Ich wechselte einen Blick mit Ria. Was war los mit Dad? Normalerweise redete er nur, wenn es wirklich nötig war. Ria zuckte nur verständnislos mit den Achseln und wir hakten uns bei Dad ein.


Daheim war wirklich schon alles für eine ordentliche Familienfeier vorbereitet. Esme Martin hatte ein Festmahl gekocht, es war draußen gedeckt und Mum erwartete uns mit einem Lächeln, dass mir ein wenig zu breit vorkam.

„Aurelia! Astoria! Wie schön euch zu sehen. Hat Dad euch die Neuigkeiten schon erzählt?"

Wir nickten stumm.

„Toll, nicht wahr? Setzt euch doch."

Wir setzten uns hin und blickten auf die Massen von Speisen. Unsere Eltern fingen sofort wieder an zu quatschen und lachten über jeden kleinen Witz.

„Was ist denn mit denen los?", fragte Ria mich aus dem Mundwinkel.

Ich ahnte bereits etwas, wollte aber keine falschen Anschuldigungen loslassen.

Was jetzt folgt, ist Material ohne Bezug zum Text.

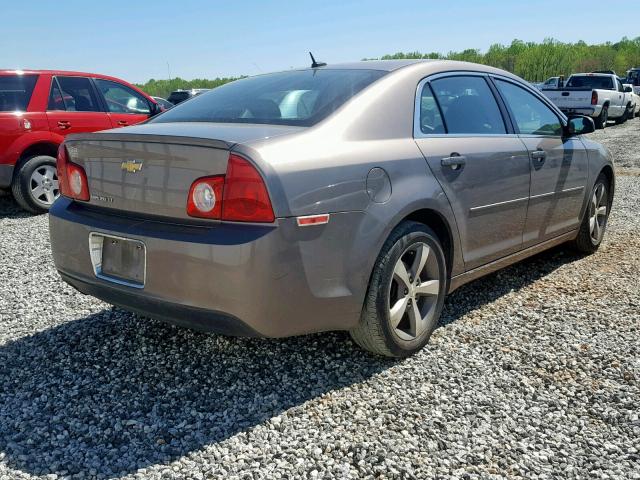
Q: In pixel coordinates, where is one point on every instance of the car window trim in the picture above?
(55, 84)
(105, 104)
(536, 95)
(93, 87)
(417, 131)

Erst als Dad zum dritten Mal über den selben lahmen Witz lachte, wurde es mir zu viel.

„Was ist los?", fragte ich die beiden. Sie wechselten einen verräterischen Blick und taten ganz ahnungslos.

„Was meinst du?"

„Ihr wirkt ein wenig... unecht", sagte Ria forsch.

Das breite Lächeln fror auf den Gesichtern unserer Eltern ein.

„Wir sind bloß glücklich. Darf man das nicht? Uns geht es allen gut, wir leben in einer Zeit ohne Gefahren..."

Jetzt war ich mir zu hundert Prozent sicher, dass mein Verdacht richtig gewesen war.

„Keine Gefahren?", wiederholte Ria. „Ja, sicher, alles Friede, Freude, Eierkuchen – bis auf die Tatsache, dass Volde-, pardon, Ihr-wisst-schon-wer zurück ist, nicht wahr?"

Eine äußerst unangenehme Stille trat ein. Mum sah Ria eisig an.

„Wer", fragte sie gefährlich leise, „hat euch das auf die Nase gebunden?"

„Professor Dumbledore", kam ich Ria zur Hilfe. „Er hat es uns bei Cedric Diggorys Trauerfeier gesagt. Du weißt, der Junge, der getötet worden ist. Von Voldemort."

„Sag seinen Namen nicht", murmelte Dad.

„Warum nicht? Der Name kann uns wohl kaum etwas tun", sagte Ria.

Mums Lippen waren mittlerweile nur noch ein weiser Strich.

„Jetzt hört mir mal gut zu, alle beide. Ihr-wisst-schon-wer ist tot. Er ist nicht zurück. Man kann nicht von den Toten auferstehen."